Elder Murray Smith agreed.
"When they put this [LNG] plant on here, I'm afraid the fish will be gone, and once the fish are gone, so [are] we," said Smith, 76. "What am I gonna eat? Am I gonna eat wieners and bologna? I go to your stores and eat that?"
The island's occupiers are awaiting Ottawa's decision on Pacific NorthWest LNG, but they're not holding their breath.
"Justin Trudeau said he's gonna bring the green house emissions down, and he's gonna work with the Indigenous people," said Lawson. "I have not seen that."

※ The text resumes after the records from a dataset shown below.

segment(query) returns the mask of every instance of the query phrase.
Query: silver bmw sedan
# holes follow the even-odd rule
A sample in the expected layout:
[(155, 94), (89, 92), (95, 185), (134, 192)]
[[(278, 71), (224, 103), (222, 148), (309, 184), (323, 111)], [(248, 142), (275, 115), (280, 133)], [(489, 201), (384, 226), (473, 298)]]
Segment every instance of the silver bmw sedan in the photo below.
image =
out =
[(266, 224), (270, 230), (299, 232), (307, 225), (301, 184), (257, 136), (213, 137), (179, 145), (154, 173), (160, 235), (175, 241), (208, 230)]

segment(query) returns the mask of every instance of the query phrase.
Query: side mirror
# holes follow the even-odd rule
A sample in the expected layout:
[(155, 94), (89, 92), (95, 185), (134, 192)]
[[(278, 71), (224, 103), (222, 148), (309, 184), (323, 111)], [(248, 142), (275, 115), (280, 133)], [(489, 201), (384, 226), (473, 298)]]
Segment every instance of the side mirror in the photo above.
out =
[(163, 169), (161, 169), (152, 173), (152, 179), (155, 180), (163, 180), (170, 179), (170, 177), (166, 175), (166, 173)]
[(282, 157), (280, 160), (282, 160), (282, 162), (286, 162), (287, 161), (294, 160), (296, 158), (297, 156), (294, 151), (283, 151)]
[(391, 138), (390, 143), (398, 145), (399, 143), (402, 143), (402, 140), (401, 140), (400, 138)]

"It's really ... a dire situation where we're not being heard," said Smith. "The Aboriginal people are not being heard, although we've been hollering loud and clear: 'get off of that island, you're going to damage it."
Smith said his fight continues, no matter what Ottawa decides.
"I don't think I'm gonna be defeated," Smith said. "I'm not going to let them come into our territory and erect anything they want. We'll... make a bigger stand. Get more people out here."
Meanwhile, 1,100 kilometres away, in Fort St. John's gas fields, David McDougall is collecting signatures in support of LNG.
Support for LNG in B.C.'s hard-hit gas fields
McDougall works in an industry supply shop in a city once fuelled by drilling for natural gas. But for more than a year, low gas prices have pushed the region into an economic slump, with major layoffs and businesses closing.
Many locals pin their economic hopes on LNG. Projects like Pacific NorthWest LNG will bring new demand for the region's natural gas, which would be piped to B.C.'s North Coast for liquefaction and exported to Asia on tankers.
And for McDougall, LNG can't come soon enough.
"There certainly doesn't seem to be a lot of urgency placed on a timely decision [on LNG projects.] The [federal] election this past year, everything seemed to be pushed off, delayed, suspended, and it's just been dragging out," said McDougall. "Pacific NorthWest, it's been on the table for years. This has been a long time coming."
McDougall's pro-LNG petition, with 1,904 names, was presented in the House of Commons Tuesday by Bob Zimmer, Conservative Member of Parliament for Prince George-Peace River-Northern Rockies.
Pro LNG petition in Parliament
"I trust that this timely petition will positively influence the prime minister and his cabinet with their upcoming decision on Pacific NorthWest LNG," Zimmer said in the House of Commons.
"The petitioners call upon the Government of Canada to support residents, families, communities and businesses of Canada by saying yes to liquefied natural gas and approve B.C. LNG projects such as Pacific NorthWest LNG ... to help put Canadians back to work in rural communities, such as my own and the ones in northeastern British Columbia, with the approval of B.C. LNG projects," said Zimmer.
Pacific NorthWest LNG is promising construction jobs for 4,500 people.
With a price tag of $35 billion, it would become the biggest private sector infrastructure investment in B.C. history.